On Mon, Jan 12, 2009 at 08:43:47AM -0500, Ray Todd Stevens wrote:
> I am courious. You say upgrading TO FC9. I am haivng this problem
> upgrading FC9 to FC10. Would you be upgrading to FC9 or FC10?
>
> Also I found one interesting thing was that if I booted to rescue mode
> ane looked at the partition tables of the drives both drives still
> existed, and had the same valid partition table, but that the raid drive
> existed, claimed to have a partition table, but had garbage for that
> partition table. What is your experience with this?
Hello
The box was originally running Fedora 7 and had been stuck there because
of a separate Anaconda problem, namely that it crashed when parsing the
hard disk names. That has finally been fixed in the F10 installer.
Anyway, I yum upgraded to F9 and then tried preupgrade to get to F10,
which is when I saw the message about duplicate /boot labels.
On this box, /dev/sda, /dev/sdb (the two component drives) and
/dev/mapper/isw_bedfhddfij_ARRAY all have valid partition tables.
Interesting, Yeah I had this same fc7 problem on serveral boxes, including one that is experiencing this problem. I have tried the preupgrade thing and the full upgrade from all three types of disks. All with the same problem.

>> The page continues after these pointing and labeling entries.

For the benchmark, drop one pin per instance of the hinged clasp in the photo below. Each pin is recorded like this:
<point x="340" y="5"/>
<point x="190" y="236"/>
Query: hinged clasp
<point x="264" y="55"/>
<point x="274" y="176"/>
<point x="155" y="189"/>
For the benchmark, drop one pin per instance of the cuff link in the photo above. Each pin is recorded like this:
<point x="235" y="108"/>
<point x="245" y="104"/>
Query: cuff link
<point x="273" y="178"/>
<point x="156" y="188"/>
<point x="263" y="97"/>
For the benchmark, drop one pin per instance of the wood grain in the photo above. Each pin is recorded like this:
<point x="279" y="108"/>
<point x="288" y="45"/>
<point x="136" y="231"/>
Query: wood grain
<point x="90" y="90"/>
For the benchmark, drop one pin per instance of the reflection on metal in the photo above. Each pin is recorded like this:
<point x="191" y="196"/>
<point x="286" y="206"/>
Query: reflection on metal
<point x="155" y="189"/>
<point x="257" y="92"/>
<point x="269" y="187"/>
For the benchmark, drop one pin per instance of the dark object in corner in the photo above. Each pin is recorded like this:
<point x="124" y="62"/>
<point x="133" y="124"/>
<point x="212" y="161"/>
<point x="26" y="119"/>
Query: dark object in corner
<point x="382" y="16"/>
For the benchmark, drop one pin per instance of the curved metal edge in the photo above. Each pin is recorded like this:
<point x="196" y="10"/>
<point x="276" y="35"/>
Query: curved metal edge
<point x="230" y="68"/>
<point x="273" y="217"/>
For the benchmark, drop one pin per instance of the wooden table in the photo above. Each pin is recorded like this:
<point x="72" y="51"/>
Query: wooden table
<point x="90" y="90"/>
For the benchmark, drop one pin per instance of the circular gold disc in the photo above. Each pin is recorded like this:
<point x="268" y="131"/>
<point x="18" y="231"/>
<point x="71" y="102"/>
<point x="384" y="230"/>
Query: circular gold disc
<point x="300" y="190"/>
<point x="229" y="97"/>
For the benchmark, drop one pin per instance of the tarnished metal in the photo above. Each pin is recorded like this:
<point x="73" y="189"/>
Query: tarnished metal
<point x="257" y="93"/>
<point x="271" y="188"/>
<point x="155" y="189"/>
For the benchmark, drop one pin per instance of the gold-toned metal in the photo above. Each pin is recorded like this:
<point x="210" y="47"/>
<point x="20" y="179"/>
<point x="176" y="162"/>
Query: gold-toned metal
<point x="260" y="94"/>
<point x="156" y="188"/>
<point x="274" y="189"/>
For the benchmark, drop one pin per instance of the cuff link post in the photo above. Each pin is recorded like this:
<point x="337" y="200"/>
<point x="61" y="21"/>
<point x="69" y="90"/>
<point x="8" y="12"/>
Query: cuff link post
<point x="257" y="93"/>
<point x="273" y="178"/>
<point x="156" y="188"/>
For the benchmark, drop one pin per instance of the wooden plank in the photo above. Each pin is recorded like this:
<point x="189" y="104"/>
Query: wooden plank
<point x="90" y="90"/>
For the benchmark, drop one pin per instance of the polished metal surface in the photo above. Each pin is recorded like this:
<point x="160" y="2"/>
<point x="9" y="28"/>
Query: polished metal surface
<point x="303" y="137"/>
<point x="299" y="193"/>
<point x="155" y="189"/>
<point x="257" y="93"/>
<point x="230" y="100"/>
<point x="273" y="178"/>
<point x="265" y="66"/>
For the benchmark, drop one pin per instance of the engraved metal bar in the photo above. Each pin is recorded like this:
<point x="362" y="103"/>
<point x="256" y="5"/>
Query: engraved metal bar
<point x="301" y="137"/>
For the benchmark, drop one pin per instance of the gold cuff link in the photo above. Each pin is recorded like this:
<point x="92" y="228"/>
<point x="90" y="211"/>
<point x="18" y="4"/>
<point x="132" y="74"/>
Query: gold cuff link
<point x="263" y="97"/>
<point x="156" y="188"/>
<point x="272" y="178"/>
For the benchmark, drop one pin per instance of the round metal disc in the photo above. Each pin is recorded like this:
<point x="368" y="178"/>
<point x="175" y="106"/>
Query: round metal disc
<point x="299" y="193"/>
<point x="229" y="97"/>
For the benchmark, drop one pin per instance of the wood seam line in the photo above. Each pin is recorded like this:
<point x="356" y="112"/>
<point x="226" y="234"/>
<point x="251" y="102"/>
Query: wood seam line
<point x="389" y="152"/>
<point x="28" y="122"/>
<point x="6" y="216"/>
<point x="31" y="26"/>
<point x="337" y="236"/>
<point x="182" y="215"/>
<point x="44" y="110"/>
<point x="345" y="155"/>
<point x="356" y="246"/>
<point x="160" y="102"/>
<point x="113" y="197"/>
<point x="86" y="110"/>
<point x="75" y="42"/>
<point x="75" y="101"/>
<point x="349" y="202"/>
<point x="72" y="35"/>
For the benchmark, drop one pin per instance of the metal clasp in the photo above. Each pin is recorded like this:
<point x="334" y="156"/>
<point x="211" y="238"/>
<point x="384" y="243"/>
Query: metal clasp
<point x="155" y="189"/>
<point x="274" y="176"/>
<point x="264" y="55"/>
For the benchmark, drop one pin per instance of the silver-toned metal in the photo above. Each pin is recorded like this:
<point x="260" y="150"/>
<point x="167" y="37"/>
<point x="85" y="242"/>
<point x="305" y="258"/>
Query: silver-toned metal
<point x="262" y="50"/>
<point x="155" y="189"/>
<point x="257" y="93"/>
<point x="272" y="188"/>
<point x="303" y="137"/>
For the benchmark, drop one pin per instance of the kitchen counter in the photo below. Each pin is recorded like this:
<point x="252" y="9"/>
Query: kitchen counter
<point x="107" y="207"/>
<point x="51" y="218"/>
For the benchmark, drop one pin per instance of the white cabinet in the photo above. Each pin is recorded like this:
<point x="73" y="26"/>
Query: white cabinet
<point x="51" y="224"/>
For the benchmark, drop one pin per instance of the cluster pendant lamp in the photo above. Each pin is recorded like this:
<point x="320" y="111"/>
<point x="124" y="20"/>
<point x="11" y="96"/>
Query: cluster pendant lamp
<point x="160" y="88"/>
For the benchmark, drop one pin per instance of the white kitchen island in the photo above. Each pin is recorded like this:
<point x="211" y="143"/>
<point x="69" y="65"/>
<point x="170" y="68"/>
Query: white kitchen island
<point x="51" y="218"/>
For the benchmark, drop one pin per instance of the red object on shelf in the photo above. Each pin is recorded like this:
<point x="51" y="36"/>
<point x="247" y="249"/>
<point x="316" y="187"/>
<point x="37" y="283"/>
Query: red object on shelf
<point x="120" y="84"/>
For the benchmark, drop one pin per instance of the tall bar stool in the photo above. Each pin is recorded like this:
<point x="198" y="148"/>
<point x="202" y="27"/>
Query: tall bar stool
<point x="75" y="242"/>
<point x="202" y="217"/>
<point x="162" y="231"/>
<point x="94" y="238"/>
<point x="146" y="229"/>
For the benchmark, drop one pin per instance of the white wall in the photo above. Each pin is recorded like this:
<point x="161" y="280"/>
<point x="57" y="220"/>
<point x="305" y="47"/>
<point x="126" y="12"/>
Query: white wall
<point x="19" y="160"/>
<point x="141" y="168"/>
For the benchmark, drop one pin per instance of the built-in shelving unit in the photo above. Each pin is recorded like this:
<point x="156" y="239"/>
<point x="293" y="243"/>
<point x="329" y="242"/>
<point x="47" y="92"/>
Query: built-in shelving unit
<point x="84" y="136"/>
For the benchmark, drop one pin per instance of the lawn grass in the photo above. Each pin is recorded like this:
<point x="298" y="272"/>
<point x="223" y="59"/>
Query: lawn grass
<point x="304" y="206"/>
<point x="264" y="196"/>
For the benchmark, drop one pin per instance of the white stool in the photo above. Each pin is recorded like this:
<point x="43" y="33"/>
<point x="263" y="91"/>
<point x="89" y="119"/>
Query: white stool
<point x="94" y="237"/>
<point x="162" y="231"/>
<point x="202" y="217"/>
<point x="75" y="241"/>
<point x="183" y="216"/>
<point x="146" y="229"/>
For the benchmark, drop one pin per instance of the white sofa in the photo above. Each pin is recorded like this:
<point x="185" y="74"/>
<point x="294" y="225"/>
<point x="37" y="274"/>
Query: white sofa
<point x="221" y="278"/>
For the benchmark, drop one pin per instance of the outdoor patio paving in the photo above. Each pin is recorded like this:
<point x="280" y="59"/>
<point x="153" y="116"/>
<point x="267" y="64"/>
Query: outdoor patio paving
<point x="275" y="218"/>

You will also note that I had the same problem with a scratch install. This appears to be a problem related to the RAID system and is pretty well embedded.
Incidentally it will properly install as a RAID 0 system, and if you install FC 9 on RAID 0 and then upgrade this works fine. Now I do notice that for the full software raid system everything defaults to RAID 0. I am not sure why one would actually use RAID 0 without any additional protection, but that is the default here, and I wonder if RAID 0 is the only thing normally tested.
I also note a number of other reports of this same set of symptoms in bugzilla but attributed to other parts of the system, and or other sets of hardware. It might be good for someone to condense them into a single report and then find out which part of the system is causing the problem and assign it there.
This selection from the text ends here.